Dans un premier temps, après une enquête bâclée menée entre autres par le commissariat de police lui-même, l’affaire a été juridiquement classée. Il aura fallu toute la détermination de leurs familles respectives ainsi que de leur avocat, du collectif « Justice et vérité pour Ali Ziri » avec la manifestation du 24 juin, pour que la vérité commence à éclater. La contre-expertise médicale a montré qu’Ali Ziri, menotté, a reçu plusieurs coups de la police. Il a été constaté 27 hématomes s’étendant jusqu’à 17 centimètres sur son corps et sa mort par anoxie (absence d’oxygène) en lien avec une asphyxie pulmonaire de type mécanique.

Plus aucun doute : Ali Ziri a été tué, et les trois policiers au moins impliqués dans sa mort sont toujours en fonction au commissariat d’Argenteuil.
Son corps est toujours retenu à la morgue 3 mois après, et sa famille ne peut faire son deuil qu’au rythme d’une justice toujours trop lente quand la police est en cause.

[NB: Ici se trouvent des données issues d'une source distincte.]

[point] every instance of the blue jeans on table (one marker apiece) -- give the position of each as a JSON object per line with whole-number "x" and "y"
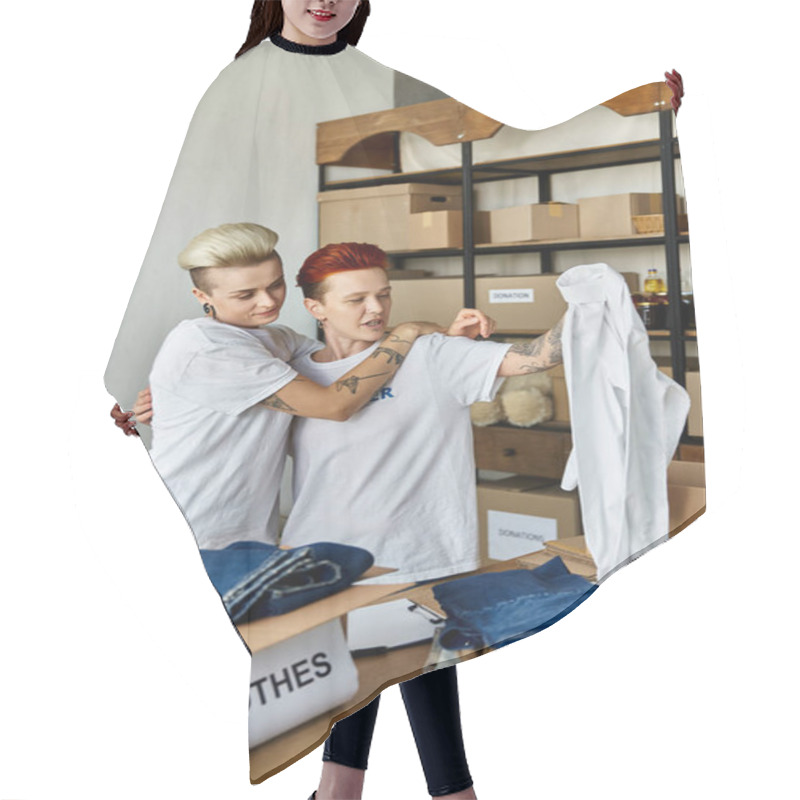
{"x": 499, "y": 607}
{"x": 259, "y": 580}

Jusqu’à quand l’impunité pour les auteurs de violences policières ?

Comme l’affaire Ziad et Bouna à Clichy-sous-Bois, l’affaire Mouhsin et Laramy à Villiers-le-Bel, comme l’affaire Hakim Ajimi mort par l’utilisation de la clef d‘étranglement (une pratique d’interpellation policière condamnée par la Cour Européenne des Droits de l’Homme), comme les affaires de tous ceux qui ont perdu un œil ou l’audition suite à des tirs de flash-balls : Dominique et Bruno à Villiers le bel, Joachim à Montreuil, Sékou aux Mureaux, Samir à Neuilly-sur-Marne… comme les affaires d’outrage à agent dont monsieur Arezki Kerfali, par exemple, est accusé et pour laquelle il doit comparaître au tribunal le 17 septembre, alors même que c’est lui qui a eu un arrêt de travail de 8 jours.

Toutes ces violences ne sont pas de simples bavures qui s’accumulent, elles sont le résultat de tout un système de répression, pensé et structuré qui s’attaque aux plus pauvres quel que soit leur âge, et tout particulièrement lorsqu’ils sont arabes ou noirs.
Face à ces violences policières, mettons un coup d’arrêt. Face à l’impunité, exigeons la justice.
Le courage, ce n’est pas tant de contenir la colère que de faire exploser la vérité. Notre colère ne pourra s’apaiser que dans la justice. Nous exigeons la suspension et la mise en examen des policiers impliqués.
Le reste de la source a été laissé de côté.